Qualche migliaio a settimana. È la quantità di lettere, pacchi, disegni e oggetti che vengono recapitati in Vaticano a nome di Papa Francesco. Missive che arrivano da tutto il mondo e che vengono gestite dall’Ufficio di Corrispondenza del Papa, situato nel Palazzo Apostolico. In questo servizio, Alessandro De Carolis riprende l’intervista rilasciata dal responsabile dell’Ufficio, mons. Giuliano Gallorini, al settimanale d’informazione “Vatican Magazine” prodotto dal Centro Televisivo Vaticano:
Il racconto di una vita arrivata a un bivio, per chiedergli un consiglio su come proseguire. La confidenza di un dramma personale, che sta uccidendo l’ultima speranza e che cerca nella sua saggezza un appiglio per non lasciarsi andare del tutto. Oppure una poesia, per dirgli in rima alternata o baciata che gli si vuole bene come e forse più che a un padre. O magari una sciarpa, confezionata apposta e spedita a casa sua, a quell’indirizzo che oggi tutti conoscono come fosse quello del vicino: Casa S. Marta, Città del Vaticano. Perché così oggi moltissimi sentono Papa Francesco: vicino. E per questo a migliaia dai quattro angoli del pianeta gli scrivono. Una trentina di sacchi a settimana – buste e pacchi di ogni forma e dimensioni – tutti diretti verso il corridoio ubicato nella Terza Loggia del Palazzo Apostolico, sul quale si aprono le stanze dell’Ufficio di Corrispondenza del Papa, diretto da mons. Giuliano Gallorini:
“Le richieste sono soprattutto di conforto e di preghiera. Moltissime riguardano – sarà anche il momento che viviamo – le difficoltà, soprattutto le malattie… Chiedono preghiere per i bambini, descrivono anche situazioni di difficoltà economiche. Si cerca di far sentire la vicinanza del Papa che coglie la loro sofferenza, il loro disagio, che è loro vicino nella preghiera. Poi, per quello che è possibile, ci aiutiamo indirizzando le richieste agli uffici specifici, per esempio le richieste di aiuti economici vengono trasmesse alle Caritas diocesane perché possano sia verificare, sia essere immediatamente più operativi”.
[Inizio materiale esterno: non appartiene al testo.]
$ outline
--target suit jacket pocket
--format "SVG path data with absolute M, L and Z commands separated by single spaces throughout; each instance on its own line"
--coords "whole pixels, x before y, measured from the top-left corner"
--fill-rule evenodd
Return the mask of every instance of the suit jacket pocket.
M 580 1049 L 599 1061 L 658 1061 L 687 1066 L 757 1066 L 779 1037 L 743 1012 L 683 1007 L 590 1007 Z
Mons. Gallorini, suor Anna e altre due signore: una piccola squadra per una montagna di corrispondenza, in dozzine di lingue. Ed è proprio la selezione per idioma il primo passo del lavoro che il gruppo affronta quotidianamente. Poi, le lettere vengono aperte e lette. Papa Francesco, da solo, non potrebbe farcela mai a sbrigare tutta la corrispondenza, quindi spetta al suo Ufficio aiutarlo a distinguere la richiesta di chi vuole dare un semplice saluto al Papa da quella di chi in Papa Francesco cerca conforto, un sostegno spirituale, una mano tesa per una necessità urgente. Sono queste le lettere che arrivano sulla sua scrivania:
“Sono i casi un po’ più delicati come i casi di coscienza. In questo caso, viene fatto un appunto e passato ai segretari perché il Papa prenda visione direttamente: senz’altro li legge, mette la sigla e ci indirizza su come dobbiamo rispondere”.
Dunque, non a tutte le lettere può rispondere Papa Francesco, ma tutte le lettere a Papa Francesco ricevono una risposta. Ma anche solo esprimere la gratitudine a suo nome, per un dono ricevuto o un saluto affettuoso, è compito che richiede una sintonia particolare con il suo stile:
“Leggere queste lettere più che con la mente con il cuore; condividere la sofferenza e cercare di trovare le parole adatte per esprimere quello che il Papa vuole veramente che si esprima: la vicinanza, la condivisione… È veramente nello stile del condividere. Del resto il Papa l’ha sempre detto che il pastore deve vivere con il gregge, con le pecore. Sentire e vivere l’esperienza con loro”.